Что-то меня настораживает в объяснении друга мужа, но выпытывать подробности попросту нет сил. Поэтому глубоко вздыхаю и на выдохе произношу:
— Делай, что нужно.
Моментально раздается какой-то шорох, а потом я слышу несколько щелчков камеры. Даже кажется, замечаю свет вспышки у своего лица, но подозреваю, это воображение играет со мной злую шутку.
— У тебя есть еще какие-то раны? — строго спрашивает Руслан.
— Душевные не считаются? — не знаю, откуда у меня берутся силы шутить. Скорее всего, это защитная реакция. Вот только Руслану, похоже, не до смеха. Поэтому, когда тишина затягивается, просто произношу: — Подозреваю, что я еще коленки содрала, когда падала.
— Покажи, — чеканит Руслан.
Сначала хочу сказать, что это ерунда, но даже не видя, чувствую, как Руслан прожигает меня непоколебимым взглядом. Поэтому собираю в себе остатки сил и отталкиваюсь от спинки сиденья, чуть наклоняюсь, на ощупь задираю штанины. Видимо, раны тоже задеваю, потому что снова чувствую достаточно сильное жжение.

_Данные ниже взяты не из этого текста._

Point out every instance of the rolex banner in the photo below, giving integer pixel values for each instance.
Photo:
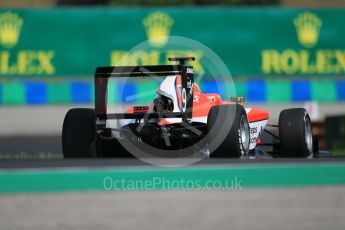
(251, 41)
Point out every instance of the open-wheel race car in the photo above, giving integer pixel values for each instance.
(181, 121)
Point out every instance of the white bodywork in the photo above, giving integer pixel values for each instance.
(168, 89)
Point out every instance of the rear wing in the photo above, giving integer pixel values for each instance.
(187, 76)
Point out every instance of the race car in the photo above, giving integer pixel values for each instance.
(181, 121)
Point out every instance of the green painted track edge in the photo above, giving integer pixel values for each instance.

Очередной щелчок камеры звучит почти сразу, и я отпускаю легкую ткань.
Снова откидываюсь на спинку сидения, выдыхаю, глаз не открываю.
Какое-то время мы с Русланом сидим в тишине. Никто из нас не двигается. Ничего не говорит. Лишь урчание двигателя разрывает гнетущую атмосферу в машине. Не решаюсь ничего спросить. Догадываюсь, что Руслан размышляет, как ему быть дальше: предать друга и помочь мне или…
Это “или” пугает до чертиков.
Такое чувство, что я стою над пропастью и только от Руслана зависит, буду ли я чувствовать твердую почву под ногами, либо же упаду и разобьюсь насмерть.